Hacking with RavenDB's multi-maps

A couple of months ago I blogged about Orev - OpenRelevance viewer. The purpose of Orev, in short, is to create materials and a sandbox that allow to measure relevance between different full-text search methods.

In Orev we have Corpora, Topics and Judgments. A user is shown a Topic (= a few sentences describing something), and a Corpus Document, and he has to make a Judgment - whether the document is relevant to this Topic or not. By having a lot of judgments on a lot of corpora, using a lot of topics, we can perform automatic searches with different methods, and measure their relevance.

Orev was built using RavenDB as it's back-store, and in this post I'm going to show a nice approach we used to facilitate the judging process.

The Model

To start with, the model is a very simple one - we have Topic, User and Corpus, and of course we have a Judgment.

A Corpus has many CorpusDocuments, which are saved separately and not within the Corpus document itself. This is done for many reasons: they are different transactional units (if I update a typo in a document, the entire Corpus doesn't really change), and we want to retrieve one single document at a time when judging. Also, containing all documents within a parent Corpus document will bloat that document tremendously. So, for all intents and purposes, each CorpusDocument has to be stored as its own document.

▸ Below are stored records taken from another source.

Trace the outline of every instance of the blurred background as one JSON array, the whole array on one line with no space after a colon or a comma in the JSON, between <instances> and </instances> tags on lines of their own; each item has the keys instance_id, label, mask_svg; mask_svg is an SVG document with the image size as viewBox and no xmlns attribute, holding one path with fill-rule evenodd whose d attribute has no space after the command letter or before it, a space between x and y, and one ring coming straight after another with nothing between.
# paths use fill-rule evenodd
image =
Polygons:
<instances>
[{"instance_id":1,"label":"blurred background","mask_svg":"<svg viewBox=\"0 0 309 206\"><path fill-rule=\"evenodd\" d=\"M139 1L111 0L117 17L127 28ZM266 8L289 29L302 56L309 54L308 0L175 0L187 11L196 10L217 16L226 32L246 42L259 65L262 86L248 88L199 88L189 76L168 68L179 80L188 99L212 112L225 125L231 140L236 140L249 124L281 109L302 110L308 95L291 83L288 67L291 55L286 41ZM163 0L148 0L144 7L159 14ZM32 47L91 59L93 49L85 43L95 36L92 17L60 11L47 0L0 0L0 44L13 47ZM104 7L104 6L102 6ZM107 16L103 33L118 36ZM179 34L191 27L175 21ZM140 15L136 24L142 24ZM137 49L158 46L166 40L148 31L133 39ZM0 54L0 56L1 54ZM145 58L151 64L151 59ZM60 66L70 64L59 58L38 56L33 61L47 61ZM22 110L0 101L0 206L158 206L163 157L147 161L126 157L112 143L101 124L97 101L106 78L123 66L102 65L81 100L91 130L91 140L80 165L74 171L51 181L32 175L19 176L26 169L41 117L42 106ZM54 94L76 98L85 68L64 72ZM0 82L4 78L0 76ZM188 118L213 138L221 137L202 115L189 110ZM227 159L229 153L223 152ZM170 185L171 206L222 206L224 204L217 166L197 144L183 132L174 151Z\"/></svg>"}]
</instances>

And this is how they look:

    public class Corpus
    {
        public string Id { get; set; }

        [Required]
        public string Name { get; set; }

        [Required]
        public string Description { get; set; }

        [Required]
        [StringLength(5, MinimumLength = 5)]
        public string Language { get; set; } // a language identifier string, en-US for example
    }

    public class CorpusDocument
    {
        public string Id { get; set; }

        public string CorpusId { get; set; }
        public string Title { get; set; }
        public string Content { get; set; }
        public string InternalUniqueName { get; set; } // to allow us to track original name in the imported corpus
    }

    public class Topic
    {
        public string Id { get; set; }

        [Required]
        public string Title { get; set; }

        [Required]
        [DataType(DataType.MultilineText)]
        public string Description { get; set; }

        [Required]
        [DataType(DataType.MultilineText)]
        public string Narrator { get; set; }

        [Required]
        [StringLength(5, MinimumLength = 5)]
        public string Language { get; set; } // a language identifier string, en-US for example

        /// <summary>
        /// Id of user submitting this topic
        /// </summary>
        public string UserId { get; set; }
    }

    public class Judgment
    {
        public enum Verdict
        {
            Relevant,
            NotRelevant,
            Skip,
        };

        [Required]
        public string CorpusId { get; set; }

        [Required]
        public string DocumentId { get; set; }

        [Required]
        public string TopicId { get; set; }

        [Required]
        public string UserId { get; set; }

        [Required]
        public Verdict UserJudgement { get; set; }
    }

The Problem

We deployed the application, and imported a lot of Topics, Corpora and CorpusDocuments. Now we want to start generating Judgments. So we let our user select the Corpus he wants to work on, and a Topic to judge CorpusDocuments against. But once we start the judgment process, how can we pull the next CorpusDocument? remember, we have to find one in the selected Corpus that hasn't been judged yet for the selected Topic.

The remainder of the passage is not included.